Hari ini adalah hari minggu yang dimana para pelajar libur sekolah. Walaupun saat ini jam masih menunjukkan pukul delapan, tetapi sudah tampak seorang lelaki dan wanita yang tengah mengobrol di suatu taman sembari duduk di salah satu kursi yang tersedia.
"Ada apa, Yerin?" Jiraga bertanya karena ia bingung baru pertama kalinya diajak untuk berbicara berdua di sana.
"Tolong sedikit ceritain tentang Magara."
"Kenapa tiba-tiba?"
"Sebelumnya aku minta maaf kalau lancang nanya tentang keluarga kamu, tapi aku bener-bener pengen tau gimana Magara dirumah..."
"Santai aja, lo paling mau tau apa emang?"
"Ibu kamu itu kayanya gak suka sama Magara."
"Bunda emang gitu, cuek orangnya."
Jiraga menghela nafas sebelum berbicara kembali, "Magara itu anak yang ceria dan polos. Dia panggil dirinya sendiri pake sebutan Gara, katanya keren. Dulu waktu kecil dia itu jadi kesayangan ayah sama bunda, tapi enggak dengan sekarang. Semua itu berawal dari Hariga yang punya penyakit dan jadi manja sama orang tuanya."
"Gara gak pernah merasa iri karena sikap ayah bunda yang bisa dibilang berlebihan sama Hariga, bahkan gak jarang Gara dimarahin karena kesalahan yang Hariga buat."
"Menurut sudut pandang gue, Hariga itu benci sama Gara karena Gara jauh lebih pinter daripada dia dan sering dapet pujian dari kakek dan neneknya. Tapi, Gara selalu sayang sama Hariga."

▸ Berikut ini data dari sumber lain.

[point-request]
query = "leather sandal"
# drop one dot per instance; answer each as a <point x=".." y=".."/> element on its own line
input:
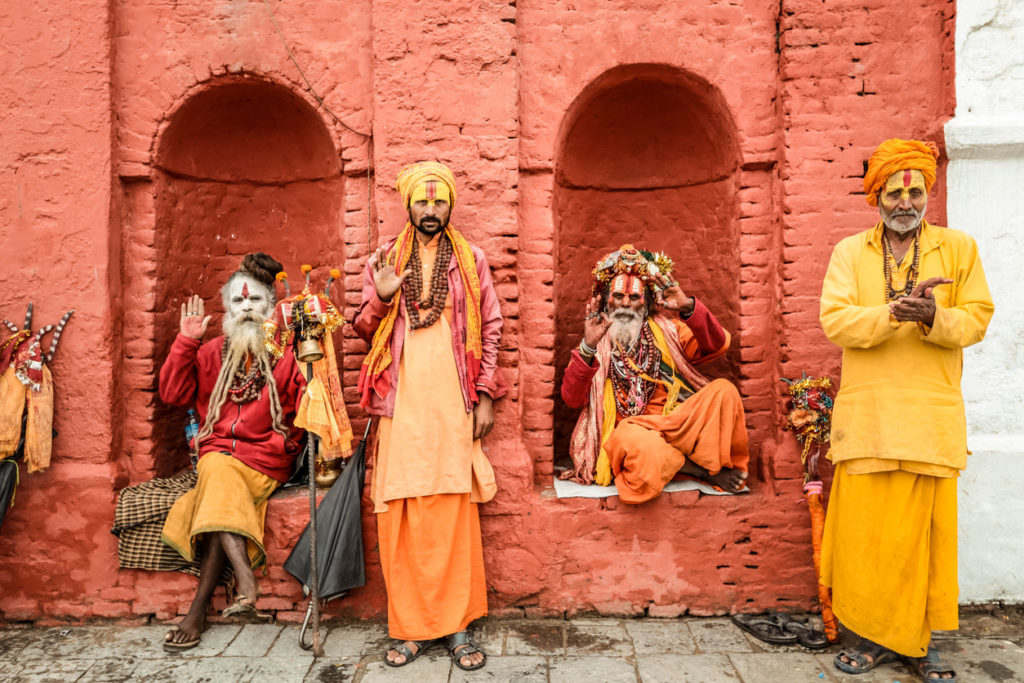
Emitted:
<point x="460" y="645"/>
<point x="932" y="664"/>
<point x="399" y="647"/>
<point x="858" y="663"/>
<point x="769" y="628"/>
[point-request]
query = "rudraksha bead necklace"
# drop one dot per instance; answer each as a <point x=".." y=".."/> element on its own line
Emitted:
<point x="911" y="275"/>
<point x="246" y="385"/>
<point x="632" y="391"/>
<point x="434" y="301"/>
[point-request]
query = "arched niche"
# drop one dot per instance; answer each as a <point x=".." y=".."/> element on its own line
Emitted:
<point x="647" y="154"/>
<point x="243" y="165"/>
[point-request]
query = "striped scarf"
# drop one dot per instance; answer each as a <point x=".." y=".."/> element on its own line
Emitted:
<point x="373" y="375"/>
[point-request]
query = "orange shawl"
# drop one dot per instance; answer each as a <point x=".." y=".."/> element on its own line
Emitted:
<point x="373" y="375"/>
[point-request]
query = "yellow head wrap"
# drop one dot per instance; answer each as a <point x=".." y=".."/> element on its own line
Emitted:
<point x="895" y="155"/>
<point x="415" y="175"/>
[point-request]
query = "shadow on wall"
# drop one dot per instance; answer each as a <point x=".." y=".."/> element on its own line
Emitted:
<point x="244" y="165"/>
<point x="648" y="155"/>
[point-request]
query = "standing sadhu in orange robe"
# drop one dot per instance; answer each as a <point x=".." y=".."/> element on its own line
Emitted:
<point x="647" y="414"/>
<point x="430" y="313"/>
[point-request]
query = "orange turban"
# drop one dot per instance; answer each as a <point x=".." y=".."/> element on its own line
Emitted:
<point x="895" y="155"/>
<point x="416" y="174"/>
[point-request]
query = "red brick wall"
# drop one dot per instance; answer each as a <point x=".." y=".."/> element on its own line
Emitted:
<point x="137" y="134"/>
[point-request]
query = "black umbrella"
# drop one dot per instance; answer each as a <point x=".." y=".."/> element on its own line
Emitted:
<point x="339" y="536"/>
<point x="8" y="479"/>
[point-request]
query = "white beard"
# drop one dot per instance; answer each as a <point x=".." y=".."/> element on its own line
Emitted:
<point x="896" y="220"/>
<point x="244" y="333"/>
<point x="626" y="327"/>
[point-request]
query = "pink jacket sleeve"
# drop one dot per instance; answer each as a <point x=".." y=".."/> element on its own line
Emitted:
<point x="491" y="330"/>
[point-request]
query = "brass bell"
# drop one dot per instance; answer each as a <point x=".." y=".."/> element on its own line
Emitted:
<point x="309" y="351"/>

"Tapi kamu gak ikut benci sama dia kan?" Tanya Yerin dengan raut wajah yang serius.
Jiraga menggeleng, "Kalau gue benci sama Gara, gue gak mungkin minta tolong sama lo buat kasih sesuatu sama Gara."
"Tapi yang buat aku bingung itu kenapa bukan kamu sendiri aja yang kasih."
"Kalau Hariga lihat gue deket sama Gara, bisa-bisa Hariga rencanain sesuatu biar Gara dimarahin sama ayah dan bunda."
"Jadi Hariga cemburu kalau lo deket sama Magara?!" Tanya Yerin dengan sedikit terkejut.
"Iya, bener banget."
"Kasihan juga Gara..." Gumamnya sembari menunduk.
Jiraga meraih kedua tangan Yerin untuk ia genggam, sontak si empu yang mendapat perlakuan tak terduga itu langsung terkejut diiringi jantung yang berdebar kencang.
"Iulah sebabnya gue pernah minta tolong sama lo buka hati buat dia. Bukannya gue nolak perasaan lo, gue bahkan tau banget lo suka sama gue apa adanya, tapi yang butuh lo itu Gara, bukan Gue..." Ucap Jiraga sembari menatap penuh harap pada wanita itu.
"Ternyata cinta emang gak bisa di paksa, ya? Gue tau Jiraga emang gak suka sama gue, makannya dia ngomong kaya gitu." Batin Yerin dengan hati yang terasa berdenyut sakit.
"I-iya, nanti aku bakal pikir-pikir lagi soal buka hati buat Magara." Ucap wanita itu sembari tersenyum tipis.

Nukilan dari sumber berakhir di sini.